Comment pouvons-nous gérer cela ? L’être humain est le protecteur de la Terre, il possède le savoir pour ne pas nuire au vivant, être capable de mesurer ses activités et de respecter la nature. Nous sommes devenus les maîtres à bord, ceux pouvant tout effectuer, découvrir, bâtir, domestiquer la nature, décider quelles espèces seront utiles au commerce et celles pouvant travailler en collaboration avec l’humain. Le commerce de l’ivoire devenu le trafic d’ivoire tue chaque année 20 000 à 30 000 éléphants, selon le World Wildlife Fund, Inc. (WWF) Un éléphant est tué toutes les 26 minutes, selon le Fonds international pour la protection des animaux (IFAW).

L’ours polaire est une des grandes victimes des activités humaines, et si la fonte des glaces se poursuit, au même rythme, sa population aura diminué de plus de deux tiers d’ici le milieu du 21ème siècle, par la perte notamment de 40 % de son habitat estival, selon WWF. Outre le changement profond de son environnement, de ses possibilités de s’alimenter, l’ours polaire est victime de la pollution chimique. Présents en Arctique, les polluants organiques persistants (POP), demeurent dans l’environnement, même après l’interdiction de certains de ces produits chimiques. Aujourd’hui, est à l’étude les conséquences de ces produits sur la santé des ours polaires, comme le mercure s’accumule dans la graisse de l’ours.

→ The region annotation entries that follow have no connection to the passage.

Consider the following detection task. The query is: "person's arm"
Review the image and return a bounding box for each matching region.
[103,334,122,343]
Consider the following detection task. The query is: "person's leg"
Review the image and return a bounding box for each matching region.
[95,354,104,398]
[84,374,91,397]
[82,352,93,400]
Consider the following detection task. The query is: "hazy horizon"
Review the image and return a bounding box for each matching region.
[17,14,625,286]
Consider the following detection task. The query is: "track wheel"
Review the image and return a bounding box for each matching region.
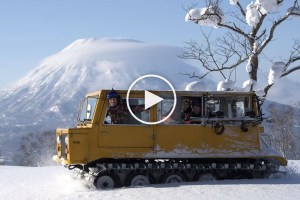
[94,174,119,189]
[198,173,216,181]
[164,173,185,183]
[130,174,150,186]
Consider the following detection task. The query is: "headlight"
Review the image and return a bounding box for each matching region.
[56,136,61,144]
[65,135,69,146]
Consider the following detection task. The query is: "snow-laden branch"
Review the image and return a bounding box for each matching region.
[258,0,299,53]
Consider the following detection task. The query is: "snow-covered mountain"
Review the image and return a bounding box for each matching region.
[0,38,216,153]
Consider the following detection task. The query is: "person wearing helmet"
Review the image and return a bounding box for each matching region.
[105,89,144,124]
[181,99,192,124]
[190,99,202,124]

Cette mise en danger du monde vivant forme les crises que nous subissons, et nous ne pouvons pas espérer un apaisement, si persiste ce qui détruit. Ce qui détruit ne sauve pas et pourtant les politiques économiques poursuivent dans leur accélération, et forme l’urgence, l’avalanche de crises, que la France va également subir, comme l’ensemble des pays.

Demain, nous serons tous les exilés

Les chocs climatiques, la faim, la perte d’eau potable, les conflits armés vont contraindre toujours plus de personnes à se déplacer pour survivre. Ce sont des réfugiés fuyant une pauvreté aiguë, la terre asséchée, l’absence d’eau potable, la violence et qui durant leur périple subissent toujours plus ce qu’il tente de fuir. L’eau de pluie, n’est plus potable sur toute la planète, c’est la Terre qui est touchée, ce sont tous les territoires qui verront leur environnement se modifier, des espèces malades, d’autres mourant, pendant que les pays seront pris au piège d’un mondialiste saccageant la paix, et rendant le périple des réfugiés et migrants extrêmement éprouvant.

Ce qui signifie que la paix est menacée partout dans le monde, car la justice n’a pas été le phare des pays pouvant investir dans le respect absolu des droits de la personne, de l’humain en osmose avec sa planète. Les pays riches n’ont pas investi dans l’universalité de la paix, et aujourd’hui ce sont encore une fois, les plus vulnérables qui en paient le prix. La crise de l’eau est majeure, et doit nous faire comprendre l’essentiel de notre existence, ce cœur qui bat pour vivre et qui a besoin de la même eau potable, sécurisée pour tous et en accès libre, facilité et durable.

De ce fait, le gouvernement doit veiller à ce que tous puissent bénéficier de l’eau potable en quantité suffisante, en accès durable et facilité, et veiller à ouvrir des infrastructures sécurisées et dignes pour recevoir les réfugiés et migrants et ne plus permettre la violence de laisser des êtres humains dans le plus grand dénuement.

La répression est l’absurde, quand nos sociétés doivent affronter des crises majeures, relever des défis difficiles qui exigent que la paix soit le cœur des politiques, que la justice soit celle secourant les plus fragiles, qu’elle soit dans l’écoute, l’empathie, la sensibilité, la protection des personnes vulnérables. La justice ne peut être un pouvoir, elle est véritable quand elle peut s’épanouir en un don de paix. C’est la résilience. Elle n’est autre que ce sourire à la vie, cette espérance resplendissante au milieu des épreuves.

Une lumière, la liberté !

Cette fleur de lumière au milieu des ruines, c’est l’espérance de notre humanité, son intelligence protégeant la vie. C’est vers cela que tous les efforts doivent se concentrer. La Terre a un besoin vital de liberté, que l’être humain la laisse respirer, vivre libre, pour l’être en une renaissance.